Let me retitle one of the topics nobody seems to touch.
On Fri, Aug 12, 2011 at 13:44, Brion Vibber brion@pobox.com wrote:
- media files -- these are freely copiable but I'm not sure the state of
easily obtaing them in bulk. As the data set moved into TB it became impractical to just build .tar dumps. There are batch downloader tools available, and the metadata's all in dumps and api.
Right now it is basically locked: there is no way to bulk copy the media files, including doing simply a backup of one wikipedia, or commons. I've tried, I've asked, and the answer was basically to contact a dev and arrange it, which obviously could be done (I know many of the folks) but that isn't the point.
Some explanations were mentioned, mostly mentioning that media and its metadata is quite detached, and thus it's hard to enforce licensing quirks like attribution, special licenses and such. I can guess this is a relevant comment since the text corpus is uniformly licensed under CC/GFDL while the media files are at best non-homogeneous (like commons, where everything's free in a way) and completely chaos at its worst (individual wikipedias, where there may be anything from leftover fair use to copyrighted by various entities to images to be deleted "soon").

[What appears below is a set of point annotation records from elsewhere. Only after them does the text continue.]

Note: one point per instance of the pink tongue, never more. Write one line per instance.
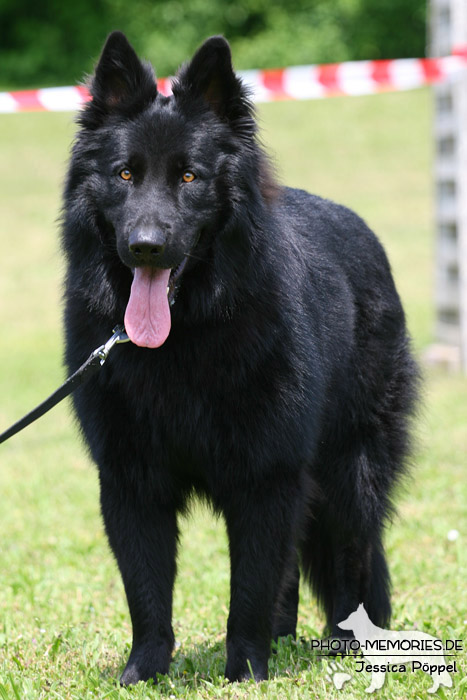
(147, 316)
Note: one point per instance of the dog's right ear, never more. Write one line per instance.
(121, 81)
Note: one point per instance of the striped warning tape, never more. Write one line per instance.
(296, 83)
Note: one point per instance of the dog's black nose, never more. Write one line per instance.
(146, 246)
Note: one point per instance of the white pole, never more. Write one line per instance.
(448, 32)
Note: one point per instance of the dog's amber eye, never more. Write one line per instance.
(188, 176)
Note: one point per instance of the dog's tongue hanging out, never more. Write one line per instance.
(147, 316)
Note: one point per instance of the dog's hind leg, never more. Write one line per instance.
(285, 617)
(342, 552)
(261, 529)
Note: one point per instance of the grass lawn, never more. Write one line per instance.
(64, 625)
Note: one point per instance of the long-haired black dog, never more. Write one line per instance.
(269, 369)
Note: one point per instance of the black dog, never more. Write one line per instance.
(269, 369)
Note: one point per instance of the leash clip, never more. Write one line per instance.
(119, 336)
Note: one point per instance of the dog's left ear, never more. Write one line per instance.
(210, 75)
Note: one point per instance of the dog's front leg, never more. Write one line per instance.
(260, 526)
(143, 535)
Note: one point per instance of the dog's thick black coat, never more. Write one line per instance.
(283, 391)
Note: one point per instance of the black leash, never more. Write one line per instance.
(94, 362)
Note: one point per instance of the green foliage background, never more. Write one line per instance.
(52, 42)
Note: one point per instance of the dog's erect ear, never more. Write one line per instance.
(210, 75)
(121, 79)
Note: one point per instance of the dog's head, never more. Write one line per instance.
(163, 174)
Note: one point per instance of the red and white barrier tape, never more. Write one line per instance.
(297, 83)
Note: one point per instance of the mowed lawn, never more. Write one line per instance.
(64, 624)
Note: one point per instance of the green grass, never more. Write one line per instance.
(64, 625)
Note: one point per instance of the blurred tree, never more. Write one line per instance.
(55, 42)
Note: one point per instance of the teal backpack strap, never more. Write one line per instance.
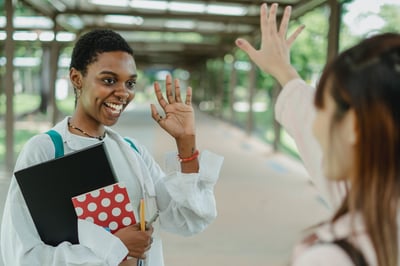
(132, 144)
(57, 141)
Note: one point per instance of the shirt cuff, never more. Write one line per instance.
(102, 243)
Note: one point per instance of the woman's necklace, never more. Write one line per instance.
(86, 134)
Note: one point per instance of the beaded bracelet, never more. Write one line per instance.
(188, 159)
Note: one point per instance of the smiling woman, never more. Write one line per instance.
(103, 73)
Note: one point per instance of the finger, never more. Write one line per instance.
(168, 85)
(272, 18)
(263, 19)
(294, 35)
(188, 99)
(160, 97)
(177, 91)
(155, 114)
(246, 47)
(285, 22)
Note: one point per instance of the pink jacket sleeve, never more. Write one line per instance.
(295, 111)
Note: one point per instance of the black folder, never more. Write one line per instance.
(49, 186)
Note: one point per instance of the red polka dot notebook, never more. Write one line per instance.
(108, 207)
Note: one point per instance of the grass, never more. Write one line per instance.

Still, I do not believe it's a good method to make it close to impossible to bulk copy the data. I am not sure which technical means is best, as there are many competing ones.
We could, for example, open up an API which would serve media file with its metadata together, possibly supporting mass operations. Still, it's pretty ineffective.
Or we could support zsync, rsync and such (and I again recommend examining zsync's several interesting abilities to offload the work to the client), but there ought to be some pointers to image metadata, at least an oneliner file with every image linking to the license page.
Or we could connect the bulk way to established editor accounts, so we could have at least a bit of an assurance that s/he knows what s/he's doing.